In this post I will discuss technical (chart) analysis, and a small corner of the charting world called "Elliott Wave Theory" (EWT).

Many fundamental analysts deride chart analysis as "financial voodoo". They especially disdain EWT because it posits that social mood (greed/fear) is the "invisible hand" that moves markets. Obviously something that is invisible can be difficult to measure. Conversely, Wall Street relies almost entirely upon fundamental analysis. For this they create massive spreadsheet models that include every economic and earnings parameter possible but in the end they plug-in fabricated assumptions to arrive at an educated "guess" as to where earnings and the economy will be a year from now. During the middle of the economic cycle, Wall Street's models are usually fairly accurate, however at the end of the cycle their models have the veracity of a Magic 8 Ball. Which is when they fall back on "Black Swan" theory - no one saw it coming. Certainly no one goal-seeking spreadsheets.

What's interesting is that for the past 15 years, both fundamental and technical analysis have taken a backseat to Fed watching. Parsing every word that central banks utter in order to determine the path of monetary policy. As I said in my last post, similar to 2019, for over a year markets have been front-running the Fed's rate cuts and QT taper.

My opinion is that there is a feedback loop between monetary policy, economic fundamentals, market performance and social mood. Monetary policy can boost the economy and monetary liquidity can gin up stock markets, but at some point manic speculation reaches a peak. By the time the Fed eased strongly in both 2007 and 2020, markets were going down not up, because markets had already "priced in" easing policy and speculation had reached its climax.

Which is why we look to the charts to tell us not what will happen, but what HAS happened. In my second to last post which was a conversation with SpotGamma (Kochuba), he predicted that once again monetary policy would push markets higher. Indeed, that was the case this week post-FOMC. But a funny thing has happened in March 2024 - the biggest asset bubbles - AI and Crypto both already peaked two weeks ago.

Which means that social mood, in this case "greed" also peaked two weeks ago.

The chart of the week is Momentum Tech which are the fastest growing stocks in the market. These stocks tend to outperform on the upside and crash the hardest on the downside. This is an equal weighted index so it is not unduly imbalanced by a handful of darling stocks such as Nvidia and Meta. What you notice is that there was a very large pullback at the mid-point of this rally at "b" which is not evident during the bull market rally preceding Gamestop. This is a telltale EWT sign that this is a corrective rally. Also the call/put ratio exceeds the prior two highs but the highest octane stocks are failing to make a new high.
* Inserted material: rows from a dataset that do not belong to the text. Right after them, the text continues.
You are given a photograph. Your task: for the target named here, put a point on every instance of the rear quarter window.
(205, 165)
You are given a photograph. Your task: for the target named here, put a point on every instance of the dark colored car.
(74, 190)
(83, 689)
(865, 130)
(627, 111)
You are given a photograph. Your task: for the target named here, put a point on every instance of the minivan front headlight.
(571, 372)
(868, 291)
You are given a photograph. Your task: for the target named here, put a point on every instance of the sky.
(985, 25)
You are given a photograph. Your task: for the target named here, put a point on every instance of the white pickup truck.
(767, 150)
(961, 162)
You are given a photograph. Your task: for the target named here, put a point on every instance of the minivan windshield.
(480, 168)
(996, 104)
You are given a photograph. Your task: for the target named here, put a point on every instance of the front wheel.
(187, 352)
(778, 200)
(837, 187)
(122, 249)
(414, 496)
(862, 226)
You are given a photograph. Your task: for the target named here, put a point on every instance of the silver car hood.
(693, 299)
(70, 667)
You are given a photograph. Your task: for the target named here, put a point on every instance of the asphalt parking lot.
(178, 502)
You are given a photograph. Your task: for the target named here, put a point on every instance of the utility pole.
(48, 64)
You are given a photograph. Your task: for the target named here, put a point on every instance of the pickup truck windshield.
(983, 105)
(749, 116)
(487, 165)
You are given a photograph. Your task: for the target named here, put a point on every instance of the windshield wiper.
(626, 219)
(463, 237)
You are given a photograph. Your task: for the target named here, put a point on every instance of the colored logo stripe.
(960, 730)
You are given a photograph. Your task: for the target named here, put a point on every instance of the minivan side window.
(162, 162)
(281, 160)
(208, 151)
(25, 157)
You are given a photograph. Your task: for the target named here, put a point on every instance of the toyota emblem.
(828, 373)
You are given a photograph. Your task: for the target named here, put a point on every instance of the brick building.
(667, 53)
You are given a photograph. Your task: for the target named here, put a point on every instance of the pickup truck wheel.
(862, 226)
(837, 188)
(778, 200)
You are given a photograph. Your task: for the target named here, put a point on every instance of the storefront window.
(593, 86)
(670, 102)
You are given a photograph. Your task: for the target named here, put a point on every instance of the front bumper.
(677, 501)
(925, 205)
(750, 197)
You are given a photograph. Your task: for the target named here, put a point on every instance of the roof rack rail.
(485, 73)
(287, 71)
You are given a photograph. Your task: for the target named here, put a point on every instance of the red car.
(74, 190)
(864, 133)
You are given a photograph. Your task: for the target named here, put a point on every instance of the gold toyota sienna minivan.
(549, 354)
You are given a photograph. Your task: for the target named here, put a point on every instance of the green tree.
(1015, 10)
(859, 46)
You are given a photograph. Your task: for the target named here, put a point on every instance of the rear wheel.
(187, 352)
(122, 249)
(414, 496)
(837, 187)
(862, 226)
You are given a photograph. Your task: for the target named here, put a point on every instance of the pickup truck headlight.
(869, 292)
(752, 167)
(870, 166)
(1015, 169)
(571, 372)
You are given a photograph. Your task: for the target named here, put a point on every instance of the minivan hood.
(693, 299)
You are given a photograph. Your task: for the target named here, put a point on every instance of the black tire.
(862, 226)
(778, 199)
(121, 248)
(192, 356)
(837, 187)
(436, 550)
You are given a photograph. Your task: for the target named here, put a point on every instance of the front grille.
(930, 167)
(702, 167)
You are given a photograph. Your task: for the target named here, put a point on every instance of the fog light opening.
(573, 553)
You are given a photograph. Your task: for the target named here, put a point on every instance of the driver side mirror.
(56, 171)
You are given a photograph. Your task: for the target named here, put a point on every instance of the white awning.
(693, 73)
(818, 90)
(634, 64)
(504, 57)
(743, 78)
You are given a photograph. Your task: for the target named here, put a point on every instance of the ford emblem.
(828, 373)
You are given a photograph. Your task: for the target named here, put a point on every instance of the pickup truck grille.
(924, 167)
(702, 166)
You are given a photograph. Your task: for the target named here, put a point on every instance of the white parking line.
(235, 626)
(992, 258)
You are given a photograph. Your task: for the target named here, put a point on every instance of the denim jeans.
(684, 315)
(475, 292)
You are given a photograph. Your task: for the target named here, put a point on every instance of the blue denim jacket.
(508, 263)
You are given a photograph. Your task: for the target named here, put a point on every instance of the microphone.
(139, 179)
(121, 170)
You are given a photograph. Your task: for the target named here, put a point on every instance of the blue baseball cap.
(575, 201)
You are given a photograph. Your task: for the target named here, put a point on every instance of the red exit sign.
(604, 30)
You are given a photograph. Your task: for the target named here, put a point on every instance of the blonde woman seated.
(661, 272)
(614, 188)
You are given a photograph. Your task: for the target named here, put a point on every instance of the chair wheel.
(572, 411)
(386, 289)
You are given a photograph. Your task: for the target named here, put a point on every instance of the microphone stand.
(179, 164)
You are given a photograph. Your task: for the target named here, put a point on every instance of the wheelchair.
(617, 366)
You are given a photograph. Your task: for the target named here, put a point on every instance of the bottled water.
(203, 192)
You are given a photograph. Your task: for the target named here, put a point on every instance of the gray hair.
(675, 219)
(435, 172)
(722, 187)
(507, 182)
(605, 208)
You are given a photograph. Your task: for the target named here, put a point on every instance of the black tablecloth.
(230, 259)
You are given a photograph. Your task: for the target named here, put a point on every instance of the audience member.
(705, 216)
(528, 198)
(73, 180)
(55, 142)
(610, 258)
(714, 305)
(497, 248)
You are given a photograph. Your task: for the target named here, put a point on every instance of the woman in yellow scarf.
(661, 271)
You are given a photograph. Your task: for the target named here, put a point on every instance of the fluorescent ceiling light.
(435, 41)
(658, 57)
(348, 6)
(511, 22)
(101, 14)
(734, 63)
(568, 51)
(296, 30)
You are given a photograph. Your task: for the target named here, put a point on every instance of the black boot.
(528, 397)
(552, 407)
What about Bitcoin, isn't that making a new all time high? Yes it did two weeks ago around the same time that AI peaked. However, the total Crypto market is NOT confirming Bitcoin. What we see is that the total Crypto market has the same chart as Momentum Tech.

This is a weekly chart:

What if you take Nvidia out of the Artificial Intelligence index and look solely at the TRUE AI companies that are delivering AI solutions to final customers, instead of delivering hardware to data centers.

Then you get a much clearer picture of social mood.

The third wave down is a panic wave. Because traders went ALL IN believing that new all time highs are imminent, but the market reverses just slightly above the prior high at "a".

But here is where it gets interesting, because if we zoom in to the daily view on this right shoulder, you see that the biggest bubbles all peaked two weeks ago. And new highs peaked THREE months ago.

Despite record inflows, spot Bitcoin ETFs (and the underlying Bitcoin) are rolling over. Why?

Because in summary, just because someone pays a $million for a worthless brick yesterday it doesn't mean someone else will pay a $million today.